Graphite (the time series stats database) and Grafana (the brilliant visualisation tool) both have excellent documentation that tells us how to operate the software, but simply knowing how to use a tool does not mean you truly grok it.
This is a collection of tips and suggestions to help your use of these tools be easier and more meaningful.
1. Summarise all graphs by a templated interval to allow easy control of data granularity
Grafana is pretty good at trying to guess the interval at which you want to summarise your data, but it doesn’t always get it right.
The default interval (1 minute)
An overridden interval of 1 hour
Trends in the data can be made more obvious by viewing it at a different level of detail.
2. Use Points Draw Mode to make sparse data more visible
On sparse data, data points can appear as lines of zero length and be completely invisible. Enable the Points draw mode to make isolated stats stand out.
I recommend a width of 1 to ensure that the points merely point the data out and do not blend together, hiding the true data.
3. Repeat panels and graphs for similar data
Standardise your stats, then use repeated Panels for repeated stat types. e.g. for each dependency, show timings, counts and errors.
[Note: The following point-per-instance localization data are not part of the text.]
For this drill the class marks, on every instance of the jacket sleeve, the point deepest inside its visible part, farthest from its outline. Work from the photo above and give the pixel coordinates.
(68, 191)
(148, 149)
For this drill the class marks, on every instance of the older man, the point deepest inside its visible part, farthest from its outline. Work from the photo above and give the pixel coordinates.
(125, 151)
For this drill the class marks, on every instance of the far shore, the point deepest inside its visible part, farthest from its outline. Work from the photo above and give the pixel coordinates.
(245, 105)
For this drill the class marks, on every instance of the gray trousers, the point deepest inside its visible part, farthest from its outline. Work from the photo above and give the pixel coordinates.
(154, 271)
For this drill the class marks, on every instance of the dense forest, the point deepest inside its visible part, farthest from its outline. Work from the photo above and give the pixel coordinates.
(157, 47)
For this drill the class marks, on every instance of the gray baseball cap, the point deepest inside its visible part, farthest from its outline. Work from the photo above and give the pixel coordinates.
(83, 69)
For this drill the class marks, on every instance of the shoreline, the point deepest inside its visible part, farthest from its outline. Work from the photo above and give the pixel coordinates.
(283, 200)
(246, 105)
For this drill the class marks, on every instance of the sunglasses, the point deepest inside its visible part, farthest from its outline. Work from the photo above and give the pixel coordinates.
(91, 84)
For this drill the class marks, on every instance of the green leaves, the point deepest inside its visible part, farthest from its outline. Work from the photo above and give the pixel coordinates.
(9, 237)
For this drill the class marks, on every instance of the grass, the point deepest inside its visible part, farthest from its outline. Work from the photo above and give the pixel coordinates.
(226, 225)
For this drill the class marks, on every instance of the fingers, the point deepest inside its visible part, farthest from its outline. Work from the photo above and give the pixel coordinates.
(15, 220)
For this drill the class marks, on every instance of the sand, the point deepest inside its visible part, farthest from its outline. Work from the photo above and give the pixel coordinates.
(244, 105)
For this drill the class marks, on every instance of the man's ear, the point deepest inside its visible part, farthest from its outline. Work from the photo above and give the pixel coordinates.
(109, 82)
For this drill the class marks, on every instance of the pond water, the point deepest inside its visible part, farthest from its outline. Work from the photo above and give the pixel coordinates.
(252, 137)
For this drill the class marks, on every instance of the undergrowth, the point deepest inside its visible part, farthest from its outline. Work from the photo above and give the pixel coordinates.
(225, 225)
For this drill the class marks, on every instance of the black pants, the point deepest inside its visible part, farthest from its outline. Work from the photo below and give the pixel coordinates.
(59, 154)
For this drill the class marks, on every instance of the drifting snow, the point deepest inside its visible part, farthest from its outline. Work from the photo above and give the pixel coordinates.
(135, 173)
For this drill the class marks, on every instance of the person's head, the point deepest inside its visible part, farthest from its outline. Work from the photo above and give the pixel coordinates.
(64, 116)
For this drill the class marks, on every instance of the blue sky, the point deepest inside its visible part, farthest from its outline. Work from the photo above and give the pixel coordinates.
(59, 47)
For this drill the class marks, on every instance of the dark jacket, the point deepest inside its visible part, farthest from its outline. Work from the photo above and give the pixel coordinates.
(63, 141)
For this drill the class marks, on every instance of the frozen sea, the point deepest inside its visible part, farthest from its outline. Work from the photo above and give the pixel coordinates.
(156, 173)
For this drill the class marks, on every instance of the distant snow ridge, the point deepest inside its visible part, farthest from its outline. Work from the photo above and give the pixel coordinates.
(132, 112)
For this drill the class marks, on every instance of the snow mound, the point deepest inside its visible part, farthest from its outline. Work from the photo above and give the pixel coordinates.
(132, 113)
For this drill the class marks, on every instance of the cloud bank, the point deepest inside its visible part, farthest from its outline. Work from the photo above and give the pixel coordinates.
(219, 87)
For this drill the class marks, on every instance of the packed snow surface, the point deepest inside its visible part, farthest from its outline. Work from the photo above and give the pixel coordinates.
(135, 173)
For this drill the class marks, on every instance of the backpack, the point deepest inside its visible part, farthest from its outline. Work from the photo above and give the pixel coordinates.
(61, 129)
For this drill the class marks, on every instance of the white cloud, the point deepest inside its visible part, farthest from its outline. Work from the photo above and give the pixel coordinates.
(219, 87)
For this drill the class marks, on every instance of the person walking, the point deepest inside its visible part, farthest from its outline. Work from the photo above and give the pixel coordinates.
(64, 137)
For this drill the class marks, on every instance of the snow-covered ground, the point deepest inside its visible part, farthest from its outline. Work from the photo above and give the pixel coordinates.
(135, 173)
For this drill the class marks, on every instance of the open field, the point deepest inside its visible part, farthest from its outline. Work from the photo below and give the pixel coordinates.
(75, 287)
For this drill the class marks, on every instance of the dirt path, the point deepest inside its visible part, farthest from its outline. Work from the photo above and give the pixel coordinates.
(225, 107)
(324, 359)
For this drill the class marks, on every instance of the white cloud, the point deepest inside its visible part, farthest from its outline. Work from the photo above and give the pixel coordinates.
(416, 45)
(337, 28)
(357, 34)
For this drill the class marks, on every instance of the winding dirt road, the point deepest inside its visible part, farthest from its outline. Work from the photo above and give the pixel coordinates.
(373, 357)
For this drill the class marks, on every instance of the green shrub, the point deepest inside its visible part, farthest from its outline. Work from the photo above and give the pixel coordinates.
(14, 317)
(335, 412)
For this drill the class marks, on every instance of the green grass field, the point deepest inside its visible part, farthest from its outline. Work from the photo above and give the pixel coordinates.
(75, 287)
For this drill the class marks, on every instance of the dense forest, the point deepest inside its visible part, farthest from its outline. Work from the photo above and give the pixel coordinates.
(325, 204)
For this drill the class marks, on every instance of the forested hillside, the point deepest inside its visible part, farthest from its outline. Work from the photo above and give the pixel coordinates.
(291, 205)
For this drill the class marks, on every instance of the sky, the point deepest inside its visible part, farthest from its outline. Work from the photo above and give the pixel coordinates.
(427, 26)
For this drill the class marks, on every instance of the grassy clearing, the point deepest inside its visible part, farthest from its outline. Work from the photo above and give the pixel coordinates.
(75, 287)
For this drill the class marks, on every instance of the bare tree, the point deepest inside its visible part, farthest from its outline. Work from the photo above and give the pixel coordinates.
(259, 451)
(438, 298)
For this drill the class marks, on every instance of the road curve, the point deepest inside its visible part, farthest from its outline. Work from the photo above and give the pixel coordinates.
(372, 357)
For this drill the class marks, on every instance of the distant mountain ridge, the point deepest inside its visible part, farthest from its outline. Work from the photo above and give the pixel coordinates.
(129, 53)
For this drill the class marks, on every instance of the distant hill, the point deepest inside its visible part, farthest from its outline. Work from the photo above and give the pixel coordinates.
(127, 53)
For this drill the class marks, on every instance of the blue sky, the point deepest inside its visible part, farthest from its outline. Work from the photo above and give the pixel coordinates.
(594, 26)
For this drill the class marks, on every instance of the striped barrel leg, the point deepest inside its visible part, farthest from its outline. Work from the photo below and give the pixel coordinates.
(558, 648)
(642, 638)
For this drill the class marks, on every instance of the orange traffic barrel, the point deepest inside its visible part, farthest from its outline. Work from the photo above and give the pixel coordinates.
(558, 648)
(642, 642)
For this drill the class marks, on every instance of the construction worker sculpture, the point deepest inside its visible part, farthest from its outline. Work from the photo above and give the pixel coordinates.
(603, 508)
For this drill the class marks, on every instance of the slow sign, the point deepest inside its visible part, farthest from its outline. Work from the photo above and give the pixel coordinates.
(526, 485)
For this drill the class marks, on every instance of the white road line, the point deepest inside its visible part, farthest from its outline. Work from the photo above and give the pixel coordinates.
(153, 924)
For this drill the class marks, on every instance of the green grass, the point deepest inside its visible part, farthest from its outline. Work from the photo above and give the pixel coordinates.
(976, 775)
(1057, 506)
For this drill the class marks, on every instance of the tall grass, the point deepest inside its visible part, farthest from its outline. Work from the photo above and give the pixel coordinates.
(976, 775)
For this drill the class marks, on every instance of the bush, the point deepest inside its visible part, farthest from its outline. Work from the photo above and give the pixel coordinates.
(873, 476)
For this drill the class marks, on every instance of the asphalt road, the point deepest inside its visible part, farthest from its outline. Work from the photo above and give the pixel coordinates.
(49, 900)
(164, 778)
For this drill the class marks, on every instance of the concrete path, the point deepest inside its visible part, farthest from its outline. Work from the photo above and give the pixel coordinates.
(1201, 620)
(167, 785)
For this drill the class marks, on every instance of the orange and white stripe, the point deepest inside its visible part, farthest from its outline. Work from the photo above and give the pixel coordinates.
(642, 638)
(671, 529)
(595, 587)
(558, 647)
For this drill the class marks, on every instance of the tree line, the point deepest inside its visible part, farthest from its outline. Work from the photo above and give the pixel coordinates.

You can use template variables to create a list of options (even discover the available stats from your graphs), then configure a graph or panel to repeat for each item in the list.
Maintaining duplicate graphs will just give you a headache.
4. Share Snapshots
Dashboards and their data are changing all the time. If you share a link to a dashboard, the graphs may be changed or the data may be archived or reaggregated in future, meaning that your link may no longer show the information you wanted to share.
Share a snapshot instead. Grafana will store your data and protect it from change so that it can be referenced from documentation or incident management with confidence.
5. Use non-linear scale for timings to make highly variable data understandable
Linear scale on the Y axis can often hide data. Outliers can cause the fine detail of the data to be invisible.
Using Log2 as the scale for the same data shows that the different data series are not exactly the same, and that smaller, but still significant spikes are more common.
1. Never transform null timings to zero
In a sparse data set, it’s tempting to guarantee that your data does not have huge gaps in it. When counting a stat, e.g. requests per second, a gap in the data means that you got no requests. In this case applying transformNull(0) makes sense, filling in the gaps in the visualisation.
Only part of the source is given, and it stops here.